Parsing Numeric Values with Java's Regular Expression Classes

Question

In Java, I'm attempting to parse data from an ASCII output file. A sample of the data looks is show below. The values are formatted precision 5 scale 3 and no space exists between the values.

80.234 <- 1 value
71.01663.129 <- 2 values ...
67.09159.25353.997
56.02759.77859.25057.749
55.86558.46958.64861.72855.969

What regular expression pattern can I use to match the number values and split them into groups? The pattern (\d+.\d{1,3}) matches a single value. However, with the number of groups for the line specified it does not give the expected answer. For example, I expected the following to find 10 groups.

String testPattern = "68.65761.25659.01057.67657.14857.06457.41658.77861.16268.641";

// create a pattern to match the output
Pattern p = Pattern.compile("(\\d+\\.\\d{1,3}){10}");

Matcher m = p.matcher(testPattern);

if (m.find())
{
    String group = m.group();
}

Answer 1

If they're all identically formatted, perhaps it would be easier to just read in 6 characters as a string, then use Double.parseDouble to parse that from string to Double?

Answer 2

There is only 1 group with your regex.

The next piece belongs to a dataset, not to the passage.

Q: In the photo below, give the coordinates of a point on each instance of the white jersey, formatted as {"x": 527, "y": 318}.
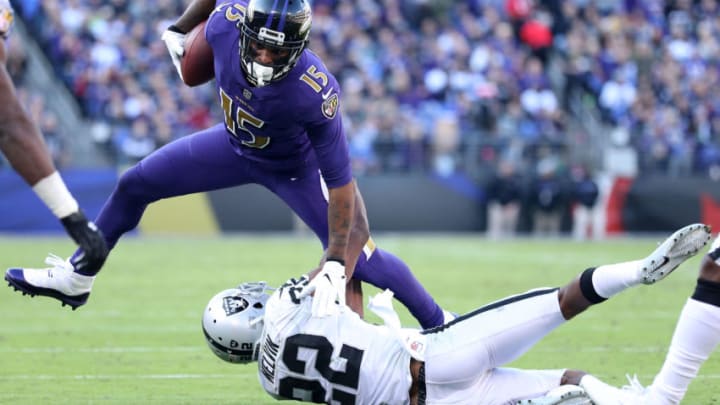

Use a while loop to enumerate all of them. (See http://www.ideone.com/FNRsz):

String testPattern = "68.65761.25659.01057.67657.14857.06457.41658.77861.16268.641";
Pattern p = Pattern.compile("\\d+\\.\\d{1,3}");
Matcher m = p.matcher(testPattern);

while(m.find())   // <---
   System.out.println(m.group());

Answer 3

Using Guava, a fixed-length Splitter would work well here.

Iterable<String> numbers = Splitter.fixedLength(6).split(testPattern);

If you were to create a Function<String, Double> (called, say, Numbers.doubleParser()), you could even convert the data to numbers easily. (Obviously you could use BigDecimal or whatever rather than Double depending on your needs.)

private static final Splitter SPLITTER = Splitter.fixedLength(6);

...

public void someMethod(String stringToParse) {
  for(Double value : Iterables.transform(SPLITTER.split(stringToParse),
                                         Numbers.doubleParser())) {
    ...
  }
}

Answer 4

You're expecting it to somehow break out the individual numbers because that's how you matched them, but it doesn't work that way. What your regex does is capture one number at a time and place it into group #1. Ten times it does this, each time overwriting the contents of group #1 with the new value. When it's done, group() returns the whole string as you discovered, while group(1) would return only the tenth number, 68.641.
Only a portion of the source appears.